The New Jerk Times stops in the middle of the 11th article to tell me I've "reached the limit of 10 free articles a month." But I'm reading Paul Krugman's The Mythical 70s and I want to read it all. So on the Firefox menu I hover over the Web Developer menu item until the submenu pops up, and then click on page source to see the HTML (or whatever you call it). I copy a good chunk and paste it into the blog editor. Presto, I've got the whole Krugman post.

And presto again, I've reduced it to focus your eyes on what I found in that post:
May 19, 2013, 8:46 am

The Mythical 70s

In elite mythology, the origins of the crisis of the 70s, like the supposed origins of our current crisis, lay in excess: too much debt, too much coddling of those slovenly proles via a strong welfare state. The suffering of 1979-82 was necessary payback.
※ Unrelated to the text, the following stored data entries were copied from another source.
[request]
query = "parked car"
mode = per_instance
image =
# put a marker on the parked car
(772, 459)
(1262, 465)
None of that is remotely true.

What we did have was a wage-price spiral: workers demanding large wage increases (those were the days when workers actually could make demands) because they expected lots of inflation, firms raising prices because of rising costs, all exacerbated by big oil shocks. It was mainly a case of self-fulfilling expectations, and the problem was to break the cycle.
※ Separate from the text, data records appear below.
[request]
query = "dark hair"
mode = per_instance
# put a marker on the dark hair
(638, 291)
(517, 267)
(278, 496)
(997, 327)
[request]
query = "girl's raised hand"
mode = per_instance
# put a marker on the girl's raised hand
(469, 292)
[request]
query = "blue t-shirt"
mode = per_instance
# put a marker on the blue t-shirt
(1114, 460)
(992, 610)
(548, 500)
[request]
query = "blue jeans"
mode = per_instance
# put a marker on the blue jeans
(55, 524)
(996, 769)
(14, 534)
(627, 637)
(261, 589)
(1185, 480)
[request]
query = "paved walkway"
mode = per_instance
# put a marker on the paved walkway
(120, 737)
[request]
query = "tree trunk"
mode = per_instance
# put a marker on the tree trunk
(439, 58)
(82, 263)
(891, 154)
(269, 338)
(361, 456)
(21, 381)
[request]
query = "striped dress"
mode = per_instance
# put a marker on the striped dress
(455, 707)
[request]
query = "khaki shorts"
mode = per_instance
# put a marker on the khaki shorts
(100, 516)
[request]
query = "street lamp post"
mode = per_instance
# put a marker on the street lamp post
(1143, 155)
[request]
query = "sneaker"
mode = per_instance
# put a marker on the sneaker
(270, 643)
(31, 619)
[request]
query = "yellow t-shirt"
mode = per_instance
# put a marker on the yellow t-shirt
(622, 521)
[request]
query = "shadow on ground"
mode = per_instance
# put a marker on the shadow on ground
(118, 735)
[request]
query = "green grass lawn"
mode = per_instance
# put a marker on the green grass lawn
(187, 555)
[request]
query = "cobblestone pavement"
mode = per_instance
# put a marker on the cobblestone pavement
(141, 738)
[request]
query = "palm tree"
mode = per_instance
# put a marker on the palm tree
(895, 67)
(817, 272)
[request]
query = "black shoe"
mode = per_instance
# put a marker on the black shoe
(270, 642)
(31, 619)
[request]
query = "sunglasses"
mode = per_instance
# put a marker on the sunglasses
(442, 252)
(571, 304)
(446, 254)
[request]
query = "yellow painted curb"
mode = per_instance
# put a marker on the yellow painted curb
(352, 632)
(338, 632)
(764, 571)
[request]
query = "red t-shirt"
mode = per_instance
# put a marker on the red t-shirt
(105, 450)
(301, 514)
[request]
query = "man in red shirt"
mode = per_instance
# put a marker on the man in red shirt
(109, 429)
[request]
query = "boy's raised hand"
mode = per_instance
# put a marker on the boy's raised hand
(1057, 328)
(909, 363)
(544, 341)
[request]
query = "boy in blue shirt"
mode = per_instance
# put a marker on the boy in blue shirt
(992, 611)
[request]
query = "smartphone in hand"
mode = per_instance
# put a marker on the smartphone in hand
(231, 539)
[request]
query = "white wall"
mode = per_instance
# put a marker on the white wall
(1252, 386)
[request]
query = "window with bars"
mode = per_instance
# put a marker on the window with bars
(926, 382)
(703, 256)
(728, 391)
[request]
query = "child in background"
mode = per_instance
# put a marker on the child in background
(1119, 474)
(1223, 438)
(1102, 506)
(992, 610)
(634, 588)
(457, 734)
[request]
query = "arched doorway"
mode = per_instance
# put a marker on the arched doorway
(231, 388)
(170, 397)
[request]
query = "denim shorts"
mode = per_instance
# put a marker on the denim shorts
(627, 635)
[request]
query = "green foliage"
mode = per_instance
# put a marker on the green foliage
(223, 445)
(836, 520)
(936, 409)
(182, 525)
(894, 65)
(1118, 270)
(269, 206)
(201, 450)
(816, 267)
So why did we need a terrible recession? Not to pay for our past sins, but simply as a way to cool the action...

Was there a better way? Ideally, we should have been able to get all the relevant parties in a room and say, look, this inflation has to stop; you workers, reduce your wage demands, you businesses, cancel your price increases, and for our part, we agree to stop printing money so the whole thing is over. That way, you’d get price stability without the recession...
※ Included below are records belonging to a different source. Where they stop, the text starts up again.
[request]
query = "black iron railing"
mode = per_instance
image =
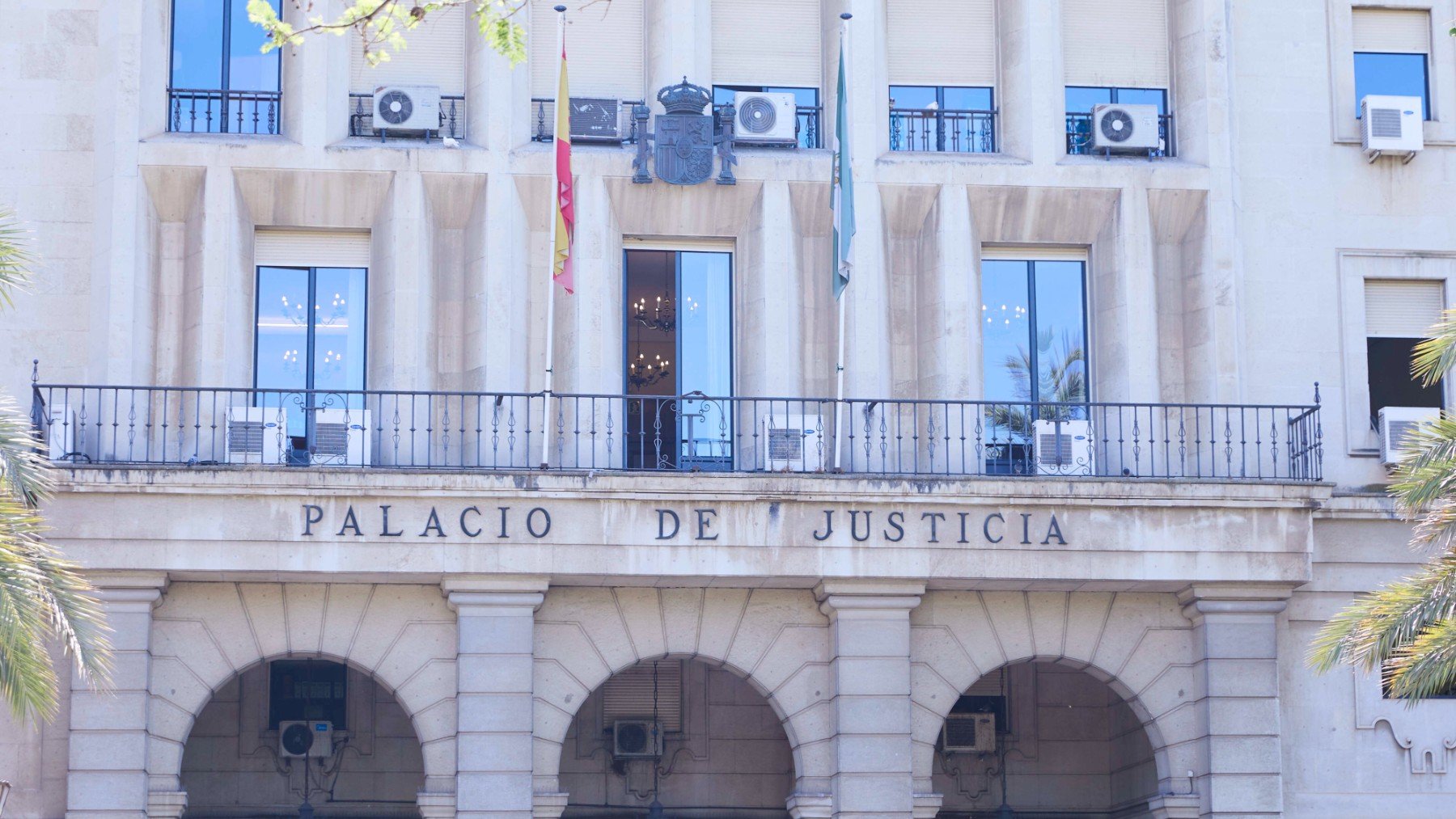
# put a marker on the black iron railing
(213, 111)
(951, 130)
(1079, 137)
(695, 433)
(362, 118)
None of that is remotely true.

Well, some of it, maybe. Benefit of the doubt: Wages and prices were going up; you could call that a wage price spiral. And it was "exacerbated" by oil. And perhaps it became a case of self-fulfilling expectations.

And god knows, people suck the dick of expectations to this day because of it. But you see, it didn't start with expectations. It didn't start with the wage-price spiral. And it didn't start with oil. It started with rising financial costs.

2 comments:

jim said...

IMO the inflation of the 70's and 80's was due to the increased purchasing power of the rapid expansion of debt coupled with the demographics of baby boomers moving into adulthood. Even when debt expansion was slowed down by recession and high interest rates it was expanding at 10%. The trough in the middle of that credit bubble was as high as the peak of the recent credit bubble.

http://research.stlouisfed.org/fred2/graph/?g=iUj

I noticed that TCMDO no longer means total credit market debt owed. It now means all credit market instruments.

Do you suppose they are trying to intimate that TCMDO only refers to debt that is an instrument that can be used as a medium of exchange and a store of value?
Private debts such as those between friends and family are not included.

The Arthurian said...

Demographics, sure. But policy, too. Policy could have provided more money (in proportion to population) while making sure debt did not grow out of proportion. Policy did not do this.

You know, I saw that "credit market instruments" thing and it didn't register. Thanks for pointing it out.

Maybe they think the word "instruments" is nicer than the word "debt". More musical, maybe??

FRED should say what their thinking is.